8 апреля 1943, Ташкент Еще одно лирическое отступление
Все небо в рыжих голубях, Решетки в окнах – дух гарема… Как почка, набухает тема. Мне не уехать без тебя, — Беглянка, беженка, поэма.
Но, верно, вспомню на лету, Как запылал Ташкент в цвету, Весь белым пламенем объят, Горяч, пахуч, замысловат, Невероятен…
Так было в том году проклятом, Когда опять мамзель Фифи Хамила, как в семидесятом. А мне переводить Лютфи Под огнедышащим закатом. И яблони, прости их, Боже, Как от венца в любовной дрожи, Арык на местном языке, Сегодня пущенный, лепечет. А я дописываю «Нечет» Опять в предпесенной тоске.

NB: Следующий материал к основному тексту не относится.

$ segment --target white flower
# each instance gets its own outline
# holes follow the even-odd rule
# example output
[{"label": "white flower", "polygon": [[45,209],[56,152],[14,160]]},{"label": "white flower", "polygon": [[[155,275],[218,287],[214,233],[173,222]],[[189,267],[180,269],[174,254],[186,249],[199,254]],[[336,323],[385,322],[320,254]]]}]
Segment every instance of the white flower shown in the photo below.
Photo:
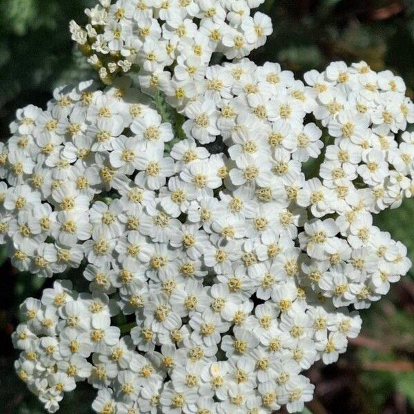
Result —
[{"label": "white flower", "polygon": [[213,101],[194,102],[186,107],[188,120],[183,125],[187,137],[193,137],[200,144],[208,144],[215,140],[220,131],[216,126],[218,111]]}]

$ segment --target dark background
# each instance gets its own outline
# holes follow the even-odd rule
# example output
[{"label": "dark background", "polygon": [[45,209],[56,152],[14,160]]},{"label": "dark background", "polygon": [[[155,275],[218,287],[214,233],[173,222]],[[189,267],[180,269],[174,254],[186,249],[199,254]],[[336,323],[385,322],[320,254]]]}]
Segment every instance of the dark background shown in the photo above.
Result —
[{"label": "dark background", "polygon": [[[95,3],[92,3],[93,6]],[[0,0],[0,139],[18,108],[44,106],[51,90],[94,77],[74,48],[68,28],[83,22],[88,0]],[[329,62],[366,61],[373,69],[400,75],[414,97],[414,2],[402,0],[266,0],[274,32],[250,58],[279,61],[297,78]],[[375,217],[376,224],[408,248],[414,261],[414,201]],[[39,297],[51,281],[17,274],[0,250],[0,414],[37,414],[41,405],[14,374],[17,353],[10,339],[19,323],[19,304]],[[333,366],[308,373],[316,384],[308,408],[313,414],[414,413],[414,279],[363,310],[361,335]],[[80,275],[79,275],[80,276]],[[44,282],[44,284],[43,284]],[[78,386],[60,413],[91,413],[95,391]]]}]

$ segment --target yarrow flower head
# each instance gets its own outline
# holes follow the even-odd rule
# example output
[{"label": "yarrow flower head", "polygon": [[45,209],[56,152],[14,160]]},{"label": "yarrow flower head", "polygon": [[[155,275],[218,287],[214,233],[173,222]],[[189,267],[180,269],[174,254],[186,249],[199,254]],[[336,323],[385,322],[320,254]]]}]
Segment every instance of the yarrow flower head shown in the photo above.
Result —
[{"label": "yarrow flower head", "polygon": [[[306,84],[257,66],[243,57],[268,34],[248,17],[259,3],[224,3],[102,0],[72,34],[106,70],[139,65],[137,83],[59,88],[0,147],[12,263],[89,283],[55,280],[21,306],[16,370],[49,412],[81,381],[101,414],[301,411],[301,373],[337,361],[358,310],[411,266],[373,225],[414,191],[402,79],[364,62]],[[215,30],[237,59],[207,68]],[[142,93],[157,71],[172,122]]]}]

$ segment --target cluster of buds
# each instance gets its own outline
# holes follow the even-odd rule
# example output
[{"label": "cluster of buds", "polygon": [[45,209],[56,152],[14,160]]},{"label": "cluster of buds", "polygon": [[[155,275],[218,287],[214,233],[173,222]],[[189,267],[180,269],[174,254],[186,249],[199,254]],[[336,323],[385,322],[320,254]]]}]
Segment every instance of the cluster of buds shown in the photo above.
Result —
[{"label": "cluster of buds", "polygon": [[[16,368],[50,412],[83,380],[100,414],[301,411],[302,371],[337,361],[408,270],[373,224],[414,190],[404,82],[364,62],[306,83],[257,66],[258,5],[102,0],[71,28],[110,86],[59,88],[11,124],[0,243],[20,270],[90,282],[21,306]],[[239,59],[209,66],[215,51]],[[134,65],[139,88],[113,79]]]}]

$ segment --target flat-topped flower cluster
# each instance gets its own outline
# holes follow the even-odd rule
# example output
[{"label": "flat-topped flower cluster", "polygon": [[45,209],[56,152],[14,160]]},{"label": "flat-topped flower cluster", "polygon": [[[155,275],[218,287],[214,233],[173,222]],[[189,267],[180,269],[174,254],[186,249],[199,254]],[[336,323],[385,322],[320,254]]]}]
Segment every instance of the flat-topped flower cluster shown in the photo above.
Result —
[{"label": "flat-topped flower cluster", "polygon": [[13,266],[90,282],[21,305],[16,369],[48,411],[85,380],[100,414],[300,411],[301,373],[335,362],[357,310],[410,268],[373,224],[414,192],[402,79],[364,62],[306,83],[257,66],[261,3],[101,0],[71,32],[110,85],[55,90],[0,144]]},{"label": "flat-topped flower cluster", "polygon": [[101,79],[139,72],[141,87],[161,89],[179,106],[203,92],[213,53],[247,56],[273,31],[268,16],[250,9],[264,0],[100,0],[70,23],[72,38]]},{"label": "flat-topped flower cluster", "polygon": [[[126,77],[57,89],[10,126],[1,242],[20,270],[90,282],[21,306],[16,368],[50,412],[86,379],[99,413],[300,411],[301,372],[335,362],[361,327],[353,308],[411,266],[372,224],[413,190],[400,78],[335,63],[305,86],[246,59],[204,77],[215,88],[185,105],[178,141]],[[324,154],[311,116],[333,137]],[[119,313],[136,325],[125,336]]]}]

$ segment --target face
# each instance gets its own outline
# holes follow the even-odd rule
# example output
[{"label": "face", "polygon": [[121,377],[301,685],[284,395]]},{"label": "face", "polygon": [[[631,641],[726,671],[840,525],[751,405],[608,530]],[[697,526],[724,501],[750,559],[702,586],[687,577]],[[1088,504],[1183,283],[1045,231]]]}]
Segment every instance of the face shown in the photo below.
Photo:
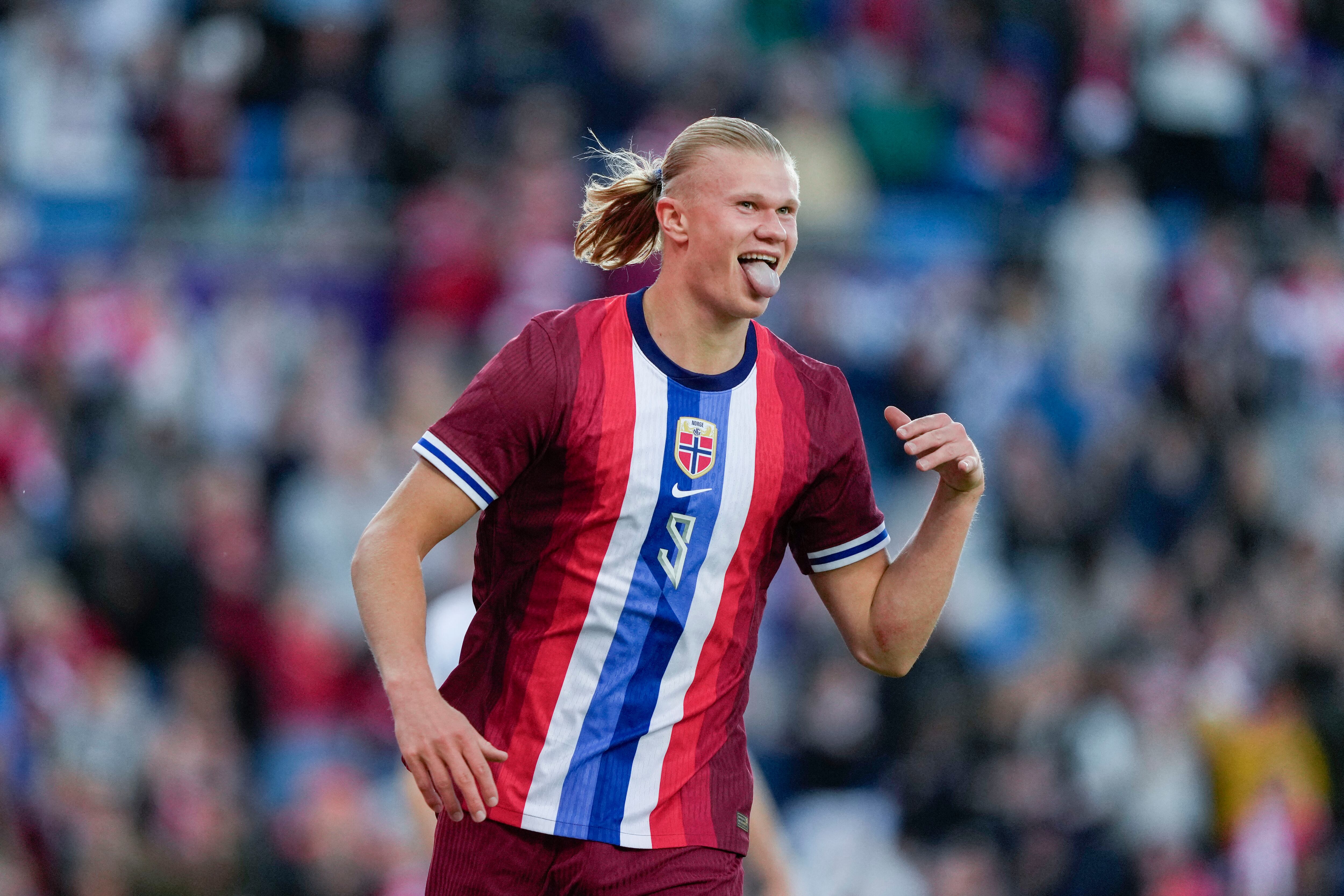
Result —
[{"label": "face", "polygon": [[724,317],[759,317],[798,244],[798,176],[754,152],[711,149],[659,200],[664,257]]}]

До середины мне видна Моя поэма. В ней прохладно, Как в доме, где душистый мрак И окна заперты от зноя И где пока что нет героя, Но кровлю кровью залил мак…
1943, Ташкент Лидия Чуковская «Записки об Анне Ахматовой»

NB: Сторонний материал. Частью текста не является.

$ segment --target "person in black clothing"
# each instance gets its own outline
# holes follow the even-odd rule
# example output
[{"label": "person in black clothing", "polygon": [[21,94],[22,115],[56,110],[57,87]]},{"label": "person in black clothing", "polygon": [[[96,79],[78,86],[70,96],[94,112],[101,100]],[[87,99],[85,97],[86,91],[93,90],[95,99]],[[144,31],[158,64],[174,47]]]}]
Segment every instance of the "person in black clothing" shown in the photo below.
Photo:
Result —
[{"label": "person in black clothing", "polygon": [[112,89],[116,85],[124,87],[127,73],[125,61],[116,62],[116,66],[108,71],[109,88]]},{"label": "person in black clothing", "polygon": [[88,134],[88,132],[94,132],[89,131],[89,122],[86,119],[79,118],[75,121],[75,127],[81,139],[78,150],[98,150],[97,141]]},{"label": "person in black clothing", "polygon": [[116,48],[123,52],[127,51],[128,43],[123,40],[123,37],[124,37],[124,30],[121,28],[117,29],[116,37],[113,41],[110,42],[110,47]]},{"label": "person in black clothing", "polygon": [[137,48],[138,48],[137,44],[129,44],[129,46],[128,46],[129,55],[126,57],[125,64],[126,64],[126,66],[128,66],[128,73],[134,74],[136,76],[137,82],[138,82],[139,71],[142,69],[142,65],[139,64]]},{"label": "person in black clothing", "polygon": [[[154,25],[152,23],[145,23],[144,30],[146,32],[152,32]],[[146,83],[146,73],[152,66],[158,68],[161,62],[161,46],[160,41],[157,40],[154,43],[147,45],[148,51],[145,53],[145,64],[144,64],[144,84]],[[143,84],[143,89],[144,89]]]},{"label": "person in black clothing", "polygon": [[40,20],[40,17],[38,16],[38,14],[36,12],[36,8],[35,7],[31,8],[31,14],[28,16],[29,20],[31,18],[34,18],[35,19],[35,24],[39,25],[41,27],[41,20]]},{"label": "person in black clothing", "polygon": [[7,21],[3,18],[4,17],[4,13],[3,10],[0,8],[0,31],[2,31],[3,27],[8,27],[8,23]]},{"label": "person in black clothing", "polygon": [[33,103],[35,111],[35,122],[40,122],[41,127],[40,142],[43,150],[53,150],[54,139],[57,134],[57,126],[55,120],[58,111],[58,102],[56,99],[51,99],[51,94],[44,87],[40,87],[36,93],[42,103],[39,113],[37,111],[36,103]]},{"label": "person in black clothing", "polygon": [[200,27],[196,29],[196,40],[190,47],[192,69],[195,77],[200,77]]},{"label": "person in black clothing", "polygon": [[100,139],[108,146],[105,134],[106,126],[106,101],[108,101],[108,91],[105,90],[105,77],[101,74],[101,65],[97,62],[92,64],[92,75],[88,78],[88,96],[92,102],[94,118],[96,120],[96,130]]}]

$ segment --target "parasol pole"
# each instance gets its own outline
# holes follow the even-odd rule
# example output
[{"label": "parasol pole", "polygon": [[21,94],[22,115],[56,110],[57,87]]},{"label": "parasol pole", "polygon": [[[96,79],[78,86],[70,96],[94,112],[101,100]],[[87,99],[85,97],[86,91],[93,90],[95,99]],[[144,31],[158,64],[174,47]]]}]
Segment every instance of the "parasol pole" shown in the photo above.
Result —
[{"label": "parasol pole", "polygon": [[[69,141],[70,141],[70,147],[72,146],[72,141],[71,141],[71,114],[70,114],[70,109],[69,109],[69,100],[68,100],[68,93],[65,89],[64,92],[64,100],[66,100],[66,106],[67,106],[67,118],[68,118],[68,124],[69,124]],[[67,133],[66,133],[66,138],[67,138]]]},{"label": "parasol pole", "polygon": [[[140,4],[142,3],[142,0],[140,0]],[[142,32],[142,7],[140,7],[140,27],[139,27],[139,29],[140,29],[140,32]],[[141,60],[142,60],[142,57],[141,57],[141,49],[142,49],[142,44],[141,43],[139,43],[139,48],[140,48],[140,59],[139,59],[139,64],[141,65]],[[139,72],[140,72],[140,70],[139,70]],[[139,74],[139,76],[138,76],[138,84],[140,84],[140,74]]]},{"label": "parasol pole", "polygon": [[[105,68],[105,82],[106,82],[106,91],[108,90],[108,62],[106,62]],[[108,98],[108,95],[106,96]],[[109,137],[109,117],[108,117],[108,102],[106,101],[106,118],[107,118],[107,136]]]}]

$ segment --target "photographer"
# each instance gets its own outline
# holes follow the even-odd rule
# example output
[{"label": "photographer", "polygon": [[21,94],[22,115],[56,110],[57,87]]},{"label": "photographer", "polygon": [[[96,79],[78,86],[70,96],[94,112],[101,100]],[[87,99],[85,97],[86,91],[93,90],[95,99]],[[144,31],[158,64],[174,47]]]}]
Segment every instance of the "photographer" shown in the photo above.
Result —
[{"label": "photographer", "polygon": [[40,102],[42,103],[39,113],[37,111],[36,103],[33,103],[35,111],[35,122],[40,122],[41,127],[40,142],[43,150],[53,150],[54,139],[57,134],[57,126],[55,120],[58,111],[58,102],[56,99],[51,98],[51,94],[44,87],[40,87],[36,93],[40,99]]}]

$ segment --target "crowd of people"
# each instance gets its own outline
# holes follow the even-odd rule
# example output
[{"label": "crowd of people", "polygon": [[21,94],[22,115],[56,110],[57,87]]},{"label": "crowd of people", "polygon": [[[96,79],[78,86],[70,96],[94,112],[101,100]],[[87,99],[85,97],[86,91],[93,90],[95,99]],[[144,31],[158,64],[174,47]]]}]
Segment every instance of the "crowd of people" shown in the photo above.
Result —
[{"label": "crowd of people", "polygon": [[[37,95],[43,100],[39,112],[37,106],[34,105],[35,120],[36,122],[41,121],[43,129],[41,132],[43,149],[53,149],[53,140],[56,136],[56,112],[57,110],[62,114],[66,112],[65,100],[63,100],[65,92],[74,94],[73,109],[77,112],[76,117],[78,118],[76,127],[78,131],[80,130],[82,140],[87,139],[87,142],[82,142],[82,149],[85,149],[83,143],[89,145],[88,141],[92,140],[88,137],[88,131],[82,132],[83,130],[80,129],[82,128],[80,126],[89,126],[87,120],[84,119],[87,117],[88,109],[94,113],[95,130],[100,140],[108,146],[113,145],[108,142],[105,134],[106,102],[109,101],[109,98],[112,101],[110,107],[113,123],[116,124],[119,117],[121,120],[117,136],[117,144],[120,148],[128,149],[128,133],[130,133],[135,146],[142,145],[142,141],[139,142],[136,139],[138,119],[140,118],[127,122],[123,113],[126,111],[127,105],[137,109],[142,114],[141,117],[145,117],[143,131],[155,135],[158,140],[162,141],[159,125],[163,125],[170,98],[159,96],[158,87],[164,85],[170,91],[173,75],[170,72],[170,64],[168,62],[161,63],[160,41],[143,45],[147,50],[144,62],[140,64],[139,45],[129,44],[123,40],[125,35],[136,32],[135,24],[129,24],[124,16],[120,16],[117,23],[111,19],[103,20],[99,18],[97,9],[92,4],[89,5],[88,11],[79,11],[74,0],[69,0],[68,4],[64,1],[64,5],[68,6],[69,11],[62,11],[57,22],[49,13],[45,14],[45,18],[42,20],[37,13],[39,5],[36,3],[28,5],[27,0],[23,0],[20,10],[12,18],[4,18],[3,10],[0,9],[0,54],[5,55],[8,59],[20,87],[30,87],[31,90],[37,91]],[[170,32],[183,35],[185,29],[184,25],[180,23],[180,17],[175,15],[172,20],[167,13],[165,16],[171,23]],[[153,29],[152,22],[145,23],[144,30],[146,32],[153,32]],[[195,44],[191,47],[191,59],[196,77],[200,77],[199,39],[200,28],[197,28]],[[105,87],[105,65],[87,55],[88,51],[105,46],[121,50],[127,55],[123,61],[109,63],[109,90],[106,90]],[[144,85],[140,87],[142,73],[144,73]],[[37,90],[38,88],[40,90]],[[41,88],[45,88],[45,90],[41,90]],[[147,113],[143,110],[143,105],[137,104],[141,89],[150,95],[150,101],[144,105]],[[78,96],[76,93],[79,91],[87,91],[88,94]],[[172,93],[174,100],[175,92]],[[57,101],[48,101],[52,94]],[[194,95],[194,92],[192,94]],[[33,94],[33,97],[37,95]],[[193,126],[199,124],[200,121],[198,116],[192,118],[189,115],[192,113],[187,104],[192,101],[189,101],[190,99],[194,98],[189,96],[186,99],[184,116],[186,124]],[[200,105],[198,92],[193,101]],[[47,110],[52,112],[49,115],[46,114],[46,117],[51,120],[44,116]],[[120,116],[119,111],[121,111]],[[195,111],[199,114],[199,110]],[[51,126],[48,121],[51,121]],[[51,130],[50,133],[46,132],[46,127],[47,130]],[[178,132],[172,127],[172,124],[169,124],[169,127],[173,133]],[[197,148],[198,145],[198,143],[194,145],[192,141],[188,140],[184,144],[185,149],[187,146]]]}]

«“Поэма” оглушительно нова, в такой степени нова, что неизвестно, поэма ли это; и нова не для одной лишь поэзии Анны Ахматовой, а для русской поэзии вообще. (Может быть, и для мировой; я судить не могу, я слишком невежественна.) Тут все впервые: и композиция, создающая некую новую форму, и строфа, и самое отношение к слову: акмеистическим – точным, конкретным, вещным словом Ахматова воспроизводит потустороннее, духовное, отвлеченное, таинственное. Конечно, это свойство всегда было присуще поэзии Ахматовой, но в “Поэме” оно приобрело новое качество. Острое чувство истории, тоже всегда присущее поэзии Ахматовой, тут празднует свое торжество. Это праздник памяти, пир памяти. А что память человека нашей эпохи набита мертвецами – вполне естественно: поколение Ахматовой пережило 1914, 1917, 1937, 1941 и пр. и т. п. История пережита автором интимно, лично – вот в чем главная сила “Поэмы”. Тут и те, кто погиб в предчувствии гибели – самоубийца Князев, например. (“Сколько гибелей шло к поэту, // Глупый мальчик, он выбрал эту”… “Не в проклятых Мазурских болотах, // Не на синих Карпатских высотах…”) В “Поэме” не вообще мертвые – убитые, замученные, расстрелянные – а ее мертвые, те, что когда-то делали живой ее жизнь, герои ее лирических стихов. Но это вовсе не превращает “Поэму” в цепь лирических стихотворений, как полагает Шервинский. Это только пропитывает эпос лирикой, делает “Поэму” лирико-эпической, бездонно глубокой, хватающей за душу. “У шкатулки ж двойное дно” – а какое дно у памяти? четверное? семерное? не знаю, память бездонна, поглядишь – голова закружится.